Encontramos um contraponto em Joyce, seu contemporâneo. A produção de Joyce nos orienta em uma direção distinta. Vemos como, progressivamente, sua obra -e refiro-me somente a um aspecto da questão, vou rápido-, vemos como sua obra, eu dizia, vai se transformando, desde seus primeiros contos, desde a época do retrato de um artista adolescente, até o momento de inflexão, uma primeira escansão que é a escrita e a publicação de Ulisses. E podemos apreciar, também, como paulatinamente, à medida que Joyce vai fazendo sua literatura, nos encontramos com um modo de desorganização do discurso, onde o relato mesmo, sua lógica dentro do que entendemos por uma ordem, começa a perder consistência.

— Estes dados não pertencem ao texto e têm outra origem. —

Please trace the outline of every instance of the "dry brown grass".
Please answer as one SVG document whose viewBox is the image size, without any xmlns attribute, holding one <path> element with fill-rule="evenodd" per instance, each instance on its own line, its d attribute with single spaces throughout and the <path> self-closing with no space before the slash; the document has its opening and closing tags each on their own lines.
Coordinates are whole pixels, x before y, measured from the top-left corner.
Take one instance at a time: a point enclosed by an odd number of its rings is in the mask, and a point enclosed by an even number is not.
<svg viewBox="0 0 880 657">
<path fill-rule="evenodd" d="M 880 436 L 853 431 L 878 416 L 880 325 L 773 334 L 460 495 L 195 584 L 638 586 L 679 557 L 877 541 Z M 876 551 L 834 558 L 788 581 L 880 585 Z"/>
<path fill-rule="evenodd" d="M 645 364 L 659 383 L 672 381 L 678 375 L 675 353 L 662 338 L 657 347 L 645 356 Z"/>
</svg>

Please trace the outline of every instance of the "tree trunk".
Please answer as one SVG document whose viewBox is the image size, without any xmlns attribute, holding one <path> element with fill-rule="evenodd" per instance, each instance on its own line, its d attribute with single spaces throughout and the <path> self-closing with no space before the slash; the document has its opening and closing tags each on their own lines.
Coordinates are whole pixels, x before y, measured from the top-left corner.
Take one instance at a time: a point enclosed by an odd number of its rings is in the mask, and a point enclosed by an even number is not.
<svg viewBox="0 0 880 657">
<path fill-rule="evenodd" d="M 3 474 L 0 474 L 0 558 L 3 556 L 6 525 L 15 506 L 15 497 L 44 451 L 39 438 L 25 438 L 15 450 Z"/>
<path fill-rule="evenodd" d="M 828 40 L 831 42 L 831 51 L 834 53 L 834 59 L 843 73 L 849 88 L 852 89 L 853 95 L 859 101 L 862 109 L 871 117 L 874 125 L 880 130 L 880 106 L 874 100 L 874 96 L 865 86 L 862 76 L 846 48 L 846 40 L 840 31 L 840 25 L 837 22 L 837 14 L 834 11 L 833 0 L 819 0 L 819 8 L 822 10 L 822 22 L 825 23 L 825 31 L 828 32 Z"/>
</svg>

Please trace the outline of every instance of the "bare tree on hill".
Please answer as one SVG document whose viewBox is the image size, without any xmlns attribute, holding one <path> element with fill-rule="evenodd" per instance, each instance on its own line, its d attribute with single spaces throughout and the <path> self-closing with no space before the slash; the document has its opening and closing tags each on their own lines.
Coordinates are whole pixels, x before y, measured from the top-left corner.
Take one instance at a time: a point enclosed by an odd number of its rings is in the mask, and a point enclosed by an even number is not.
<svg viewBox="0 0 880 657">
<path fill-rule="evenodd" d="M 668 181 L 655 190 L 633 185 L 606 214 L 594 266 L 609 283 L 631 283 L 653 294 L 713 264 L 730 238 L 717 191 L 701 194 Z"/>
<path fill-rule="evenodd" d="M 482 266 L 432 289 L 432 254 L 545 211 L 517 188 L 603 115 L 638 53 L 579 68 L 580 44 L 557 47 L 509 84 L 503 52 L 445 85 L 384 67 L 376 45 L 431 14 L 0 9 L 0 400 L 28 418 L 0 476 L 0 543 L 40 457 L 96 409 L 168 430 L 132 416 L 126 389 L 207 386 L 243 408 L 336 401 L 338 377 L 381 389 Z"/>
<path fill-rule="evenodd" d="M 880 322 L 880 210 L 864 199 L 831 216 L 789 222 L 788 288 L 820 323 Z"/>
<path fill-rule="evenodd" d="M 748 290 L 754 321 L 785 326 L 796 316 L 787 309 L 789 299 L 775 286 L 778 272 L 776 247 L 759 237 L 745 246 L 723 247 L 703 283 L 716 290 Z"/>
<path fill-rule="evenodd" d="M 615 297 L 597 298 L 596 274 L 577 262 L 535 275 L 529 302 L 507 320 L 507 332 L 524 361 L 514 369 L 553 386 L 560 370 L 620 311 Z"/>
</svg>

Se Stefan Zweig manteve-se fiel, até o último momento, às coordenadas da narração, ao sentido da história, que somente se perde no real da morte, Joyce dá um passo a mais e se detém um instante antes da morte. Stop! Ele nos disse e fez explodir a ordem simbólica, ele a desintegra. A letra, "esse suporte material do discurso", como nos ensina Lacan, toma dimensão na qual se torna ilegível, mas, todavia não deixa de fazer laço com o Outro, logra que o fora do sentido possa ser lido. Joyce produz, ao final, com Finnegans Wake -seu grande e definitivo Work in progress-, uma ruptura radical com qualquer ordem. Sem dúvida há algo visionário em tudo isto, antecipa a decomposição da ordem simbólica, provavelmente na mesma linha da arte contemporânea, onde o que se põe em jogo é a abolição do sentido. Do sentido mesmo do relato. É a decadência definitiva das formas narrativas. O sentido é efêmero, tem caducidade quase instantânea. Não há mais sustentação do sentido.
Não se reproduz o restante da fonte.